Can glasses trigger hearing aid feedback?

Some people who wear glasses with their hearing aids do report more feedback. And it does happen, but it’s not the most common complaint. But it’s also feasible that something else, such as a speaker, is actually what’s triggering the feedback.

Still, you should definitely contact us if you think your glasses may be causing your hearing aids to feedback.

How to wear your hearing aids and glasses

Many of the difficulties associated with wearing hearing aids and glasses at the same time can be averted by ensuring that all of your devices are being worn properly. You want them to fit well!

You can do that by using these tips:

First put your glasses on. After all, your glasses are fairly stiff and they’re larger, this means they have less wiggle room with regards to adjustments.

Once you have your glasses in place, position the shell of your hearing aid between your glasses earpiece and your outer ear. Your glasses should be closest to your head.

After both are comfortably adjusted, you can put the microphone of the hearing aid in your ear.

And that’s it! Having said that, you will still need some practice removing your glasses and putting them back on without knocking your hearing aid out of place.

Take care of your hearing aids (and your glasses)

If either of your devices (hearing aids or glasses) isn’t well maintained, the conflict between the two can be amplified. Things break sometimes! But those breakages can often be prevented with a bit of maintenance and regular care.

For your hearing aids:

  • Be certain to recharge your battery when needed (if your hearing aid is rechargeable).
  • The correct tools (a soft pick and a brush) should be utilized to remove debris and earwax.
  • Keep your hearing aids in a cool, dry spot when you’re not using them.
  • Make certain to clean your hearing aids at least once a week.

For your glasses:

  • Take your glasses to your optician if they stop fitting properly.
  • Use a microfiber cloth to clean your glasses. Do not use paper towels or even your shirt, as this could scratch your lenses.
  • When you’re not using, store in a case. Or, you can keep them in a safe dry place if you don’t have a case.
  • Clean your glasses when they become dirty. At least once a day is the best plan.

Professional help is occasionally required

Hearing aids and glasses are both specialized devices (even though they may not seem like it at first glance). So determining the best fit for your hearing aids and your glasses will normally call for a professional’s help.

Preventing issues rather than attempting to fix them later can be accomplished by getting the right help to start with.
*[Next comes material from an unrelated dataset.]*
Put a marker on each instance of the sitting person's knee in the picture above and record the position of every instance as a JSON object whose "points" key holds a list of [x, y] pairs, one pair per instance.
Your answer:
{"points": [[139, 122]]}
Hearing aids and glasses don’t need to fight

If you haven’t already realized it, now it’s time to recognize that hearing aids and glasses don’t have to fight with each other. Sure, it can, at times, be a challenge if you require both of these devices. You will be able to be more focused on enjoying your life and less on keeping your hearing aid in place with our help.

The site information is for educational and informational purposes only and does not constitute medical advice. To receive personalized advice or treatment, schedule an appointment.